[deadfece]

Export from LP and start migrating, starting with changing common social IdPs like Google, Facebook, Twitter, Github, Apple, Microsoft/Live/Xbox/Outlook. Update the password of remote access programs like Parsec, and your cell phone provider's password. Then go through your TOTP generator and start changing everything in your TOTP generator (especially since you might be using LP Authenticator - if you are, then move to a different authenticator at the same time). Next: banking, your work payroll, investment accounts, Tax/IRS, shopping. From here one out start going through the list by the amount of money involved. If you doubt that then go through them ordered by the amount of data involved.

If you get lost and stuff seems too hard, if your replacement product lets you sort by age then just sort by oldest and hit 5 today. Hit 5 more tomorrow. Keep chipping at it. At this point you might as well change one every single day.

[azinman2]

I’ve always felt like there’s a startup in there that can reliably change all your passwords for you. Probably something like one time $299, which sounds expensive, until you realize the pain of doing this.

[selykg]

Ironically... isn't that something LastPass does for you?

https://www.pcworld.com/article/430756/nifty-new-lastpass-da...
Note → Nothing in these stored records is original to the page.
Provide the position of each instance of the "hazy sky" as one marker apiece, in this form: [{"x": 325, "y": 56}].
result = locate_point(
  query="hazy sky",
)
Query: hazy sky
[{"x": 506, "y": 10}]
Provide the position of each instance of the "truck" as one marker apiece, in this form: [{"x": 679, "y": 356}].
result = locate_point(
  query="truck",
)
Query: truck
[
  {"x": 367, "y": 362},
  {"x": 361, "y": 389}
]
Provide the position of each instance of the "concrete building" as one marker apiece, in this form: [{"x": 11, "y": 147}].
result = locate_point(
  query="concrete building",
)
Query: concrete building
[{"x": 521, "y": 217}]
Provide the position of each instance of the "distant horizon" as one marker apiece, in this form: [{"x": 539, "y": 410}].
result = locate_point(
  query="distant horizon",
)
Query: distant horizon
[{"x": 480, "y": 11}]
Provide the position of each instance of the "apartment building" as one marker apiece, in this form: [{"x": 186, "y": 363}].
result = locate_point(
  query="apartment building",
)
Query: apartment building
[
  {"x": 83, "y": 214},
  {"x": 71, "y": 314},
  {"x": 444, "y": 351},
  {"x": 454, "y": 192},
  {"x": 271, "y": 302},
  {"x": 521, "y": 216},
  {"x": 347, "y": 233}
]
This is an old article, no idea if the feature still exists or not.

[ipaddr]

More like does to you and forces you to do it yourself

[ryandrake]

Depending on how it was implemented, that could just increase the attack surface. Assuming it's a cloud service, now we have another company that has all your passwords, that can be breached. A better way would be desktop software that runs on your local machine and logs in to each web site by itself and changes all your passwords, without using any remote compute or storage, outputting a local file with all your new passwords (don't make the same mistake again using a cloud password manager).

[azinman2]

I imagined this was local. I think it would be very difficult to trust it otherwise.

[sorokod]

Attack surface will increase regardless of implementation. It is another point that can be attacked, one that did not exist before.

[deadfece]

I love web scraping, maybe I can update this prior idea. With the high proliferation of botting, a lot of sites are now resistant to this type of scripting, but at this low volume of interaction, it may be doable with some effort like Undetected Chromedriver.

https://drewdevault.com/2017/05/11/Rotating-passwords.html

https://github.com/tsudoko/pass-rotate

[artificial]

Vault rotation++. I was bitten by this switching authenticators when one didn't have an export at the time. It was such a massive pain to login and remove, add, setup and annotate, store secrets and repeat.